No podía olvidar. Los desaires en los periódicos, puerta tras puerta cerrándosele en las narices, los banqueros decididos a hundirlo…


—Es difícil empezar con el hombre más influyente del negocio en tu contra.


Y todo, al mismo tiempo que la enfermedad de Laura. Jamás olvidaría la manera en que lo había mirado cuando no había podido darle lo que ella más deseaba en aquel mundo.


—Horacio Blackstone era un cerdo manipulador y vengativo.


Paula palideció y, por un momento, Pedro sintió lástima por ella. ¿Era posible que le hubiese dolido la pérdida de un hombre al que tanta gente odiaba?


—A usted también se le dan bien las venganzas, ¿verdad? —comentó ella—. ¿Acaso no fue por eso por lo que me humilló durante los premios? —terminó su café y dejó la taza encima del plato—. Tal vez Horacio y usted no fueran tan diferentes después de todo.
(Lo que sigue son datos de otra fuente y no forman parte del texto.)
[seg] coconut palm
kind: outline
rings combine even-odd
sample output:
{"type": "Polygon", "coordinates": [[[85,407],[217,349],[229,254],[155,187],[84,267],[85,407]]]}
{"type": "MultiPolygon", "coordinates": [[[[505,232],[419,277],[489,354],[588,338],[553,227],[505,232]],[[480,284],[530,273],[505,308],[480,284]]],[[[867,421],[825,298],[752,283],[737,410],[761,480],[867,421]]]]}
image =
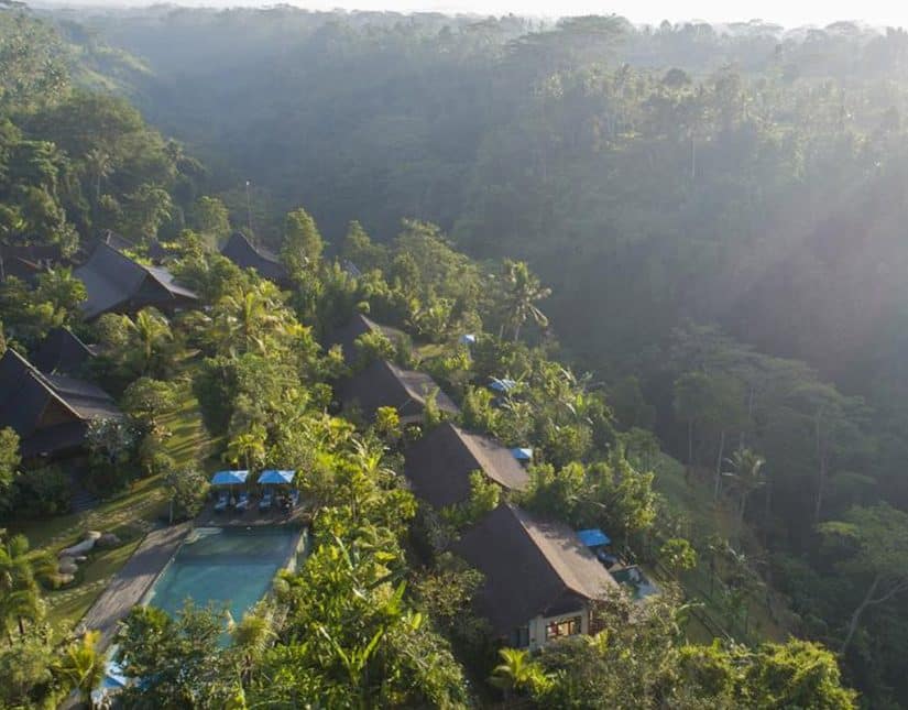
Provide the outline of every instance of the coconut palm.
{"type": "Polygon", "coordinates": [[[253,424],[248,432],[238,434],[227,445],[225,458],[231,463],[245,463],[245,469],[252,470],[252,465],[259,465],[265,459],[265,440],[267,432],[260,424],[253,424]]]}
{"type": "Polygon", "coordinates": [[[285,330],[282,304],[265,286],[225,296],[215,316],[214,339],[221,352],[267,354],[270,340],[285,330]]]}
{"type": "Polygon", "coordinates": [[[732,456],[725,459],[732,468],[724,472],[724,476],[734,481],[737,489],[737,520],[739,525],[744,521],[744,511],[747,507],[747,499],[756,489],[766,483],[766,474],[763,467],[766,460],[751,449],[737,449],[732,456]]]}
{"type": "Polygon", "coordinates": [[[91,691],[105,677],[105,654],[98,646],[100,638],[100,632],[87,632],[66,648],[57,663],[57,675],[79,693],[89,708],[95,707],[91,691]]]}
{"type": "Polygon", "coordinates": [[[514,691],[529,690],[545,682],[543,670],[529,658],[529,653],[519,648],[500,648],[502,663],[495,666],[489,679],[510,698],[514,691]]]}
{"type": "Polygon", "coordinates": [[[24,535],[8,536],[0,529],[0,626],[8,635],[13,626],[25,633],[25,620],[36,621],[43,613],[36,575],[56,571],[45,551],[29,548],[24,535]]]}
{"type": "Polygon", "coordinates": [[[143,308],[134,318],[123,316],[132,341],[132,352],[140,374],[147,374],[152,363],[174,336],[167,319],[154,308],[143,308]]]}
{"type": "Polygon", "coordinates": [[[101,199],[101,181],[113,173],[113,161],[110,154],[99,148],[92,148],[85,154],[85,166],[95,182],[95,209],[101,199]]]}
{"type": "Polygon", "coordinates": [[[521,337],[521,328],[528,318],[533,318],[540,328],[548,327],[548,318],[536,306],[537,301],[551,295],[551,288],[543,286],[526,262],[505,262],[505,295],[504,323],[500,336],[504,335],[504,327],[508,325],[514,332],[514,341],[521,337]]]}

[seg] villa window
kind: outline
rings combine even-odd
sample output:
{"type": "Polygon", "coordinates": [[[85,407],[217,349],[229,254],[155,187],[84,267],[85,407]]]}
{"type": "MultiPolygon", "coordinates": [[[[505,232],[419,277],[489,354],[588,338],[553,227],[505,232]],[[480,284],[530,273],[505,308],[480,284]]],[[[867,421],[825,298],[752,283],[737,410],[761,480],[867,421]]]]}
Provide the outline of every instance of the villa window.
{"type": "Polygon", "coordinates": [[[546,641],[560,638],[561,636],[576,636],[581,630],[580,616],[570,619],[559,619],[546,625],[546,641]]]}
{"type": "Polygon", "coordinates": [[[529,646],[529,625],[525,624],[514,630],[511,634],[511,645],[514,648],[526,648],[529,646]]]}

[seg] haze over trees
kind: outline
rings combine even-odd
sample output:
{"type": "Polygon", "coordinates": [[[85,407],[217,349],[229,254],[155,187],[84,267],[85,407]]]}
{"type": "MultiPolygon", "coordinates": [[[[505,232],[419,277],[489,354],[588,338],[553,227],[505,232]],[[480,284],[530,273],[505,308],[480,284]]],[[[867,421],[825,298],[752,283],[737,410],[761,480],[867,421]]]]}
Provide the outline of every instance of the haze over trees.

—Y tal vez usted no sea tan buena —sugirió él.


—Entonces, ¿qué hago aquí?


—No lo sé, señorita Chaves —dijo él, enfatizando cada sílaba de su apellido—. ¿No tiene que trabajar?


—Por suerte, señor Alfonso, la casa es grande. Será mejor que mantengamos las distancias.


Se levantó y salió de la habitación.